# Need shotgun re-blued



## rifleride (Oct 26, 2010)

Looking for someone to reblue my ruger red label.  Freak accident --flash fire caught silicone sock on fire, took all the blueing off the barrel.  Anyone know where I can get a good job done on this gun?


----------



## takamineman (Jan 13, 2011)

it's fairly easy to do it yourself if you're so inclined--and alot less expensive.


----------



## Twenty five ought six (Jan 13, 2011)

I'd call Ruger and ask them.  They might cut you a deal, and a factory refinish job will always be worth a lot more.


----------



## BAR308 (Jan 13, 2011)

rifleride said:


> Looking for someone to reblue my ruger red label.  Freak accident --flash fire caught silicone sock on fire, took all the blueing off the barrel.  Anyone know where I can get a good job done on this gun?

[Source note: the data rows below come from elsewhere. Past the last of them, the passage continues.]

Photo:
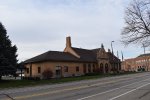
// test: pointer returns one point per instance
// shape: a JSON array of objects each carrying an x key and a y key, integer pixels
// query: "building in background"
[
  {"x": 140, "y": 63},
  {"x": 72, "y": 62}
]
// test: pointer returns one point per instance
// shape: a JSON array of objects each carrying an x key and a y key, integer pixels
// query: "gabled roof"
[
  {"x": 147, "y": 54},
  {"x": 62, "y": 56},
  {"x": 85, "y": 54}
]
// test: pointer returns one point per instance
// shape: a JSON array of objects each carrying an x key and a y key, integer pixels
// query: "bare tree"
[{"x": 137, "y": 20}]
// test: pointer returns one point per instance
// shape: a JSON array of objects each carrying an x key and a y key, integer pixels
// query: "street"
[{"x": 125, "y": 87}]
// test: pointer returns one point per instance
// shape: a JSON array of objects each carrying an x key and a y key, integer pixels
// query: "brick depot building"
[
  {"x": 72, "y": 62},
  {"x": 142, "y": 62}
]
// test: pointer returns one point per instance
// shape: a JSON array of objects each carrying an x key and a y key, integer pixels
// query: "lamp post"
[
  {"x": 113, "y": 65},
  {"x": 146, "y": 65},
  {"x": 112, "y": 46}
]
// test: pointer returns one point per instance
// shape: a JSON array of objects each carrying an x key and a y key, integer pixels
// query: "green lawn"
[{"x": 22, "y": 83}]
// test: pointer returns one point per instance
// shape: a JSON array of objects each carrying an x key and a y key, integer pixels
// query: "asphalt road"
[{"x": 126, "y": 87}]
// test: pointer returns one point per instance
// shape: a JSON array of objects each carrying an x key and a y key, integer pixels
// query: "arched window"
[
  {"x": 101, "y": 67},
  {"x": 106, "y": 68}
]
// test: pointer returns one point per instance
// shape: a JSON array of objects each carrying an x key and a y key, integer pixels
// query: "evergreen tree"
[{"x": 8, "y": 56}]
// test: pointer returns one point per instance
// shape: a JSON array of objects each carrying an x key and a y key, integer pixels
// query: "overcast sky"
[{"x": 37, "y": 26}]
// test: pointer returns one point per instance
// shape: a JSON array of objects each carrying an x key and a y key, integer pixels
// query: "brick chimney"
[{"x": 68, "y": 41}]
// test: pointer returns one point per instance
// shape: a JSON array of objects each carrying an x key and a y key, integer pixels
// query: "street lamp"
[{"x": 112, "y": 46}]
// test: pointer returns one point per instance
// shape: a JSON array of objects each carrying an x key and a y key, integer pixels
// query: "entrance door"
[
  {"x": 58, "y": 71},
  {"x": 84, "y": 68}
]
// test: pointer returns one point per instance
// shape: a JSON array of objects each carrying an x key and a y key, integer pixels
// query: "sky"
[{"x": 37, "y": 26}]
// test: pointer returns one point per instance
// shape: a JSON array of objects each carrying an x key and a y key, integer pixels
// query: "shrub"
[{"x": 47, "y": 74}]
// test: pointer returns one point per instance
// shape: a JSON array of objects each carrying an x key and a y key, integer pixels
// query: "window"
[
  {"x": 77, "y": 69},
  {"x": 27, "y": 70},
  {"x": 94, "y": 68},
  {"x": 65, "y": 68},
  {"x": 89, "y": 68},
  {"x": 39, "y": 69}
]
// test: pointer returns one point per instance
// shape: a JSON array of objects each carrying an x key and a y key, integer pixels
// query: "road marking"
[
  {"x": 74, "y": 88},
  {"x": 110, "y": 90},
  {"x": 68, "y": 89},
  {"x": 129, "y": 91}
]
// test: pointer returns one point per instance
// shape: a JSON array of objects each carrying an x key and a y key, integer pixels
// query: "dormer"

if i can perfectly re-blue a gun myself... anyone can.


----------



## johnweaver (Jan 14, 2011)

How about "Show and Tell" with pictures.


----------



## Gunplumber Mike (Jan 14, 2011)

The washes that you buy at the local store do not make the molecular level changes in the steel that real hot bluing does.  Whole gun refinishing is best done in an industrial setting for the best long term results.

How many manufacturers do you see dabbing on cold blue?


----------



## triggerman770 (Jan 18, 2011)

*reblue*

Rugers are best reblued by ruger. Especially a red label. you'sd be sureprised how inexspensive they are.


----------



## BAR308 (Jan 18, 2011)

johnweaver said:


> How about "Show and Tell" with pictures.



if this was for me... i reblued the gun to get rid of it.  its long gone.


----------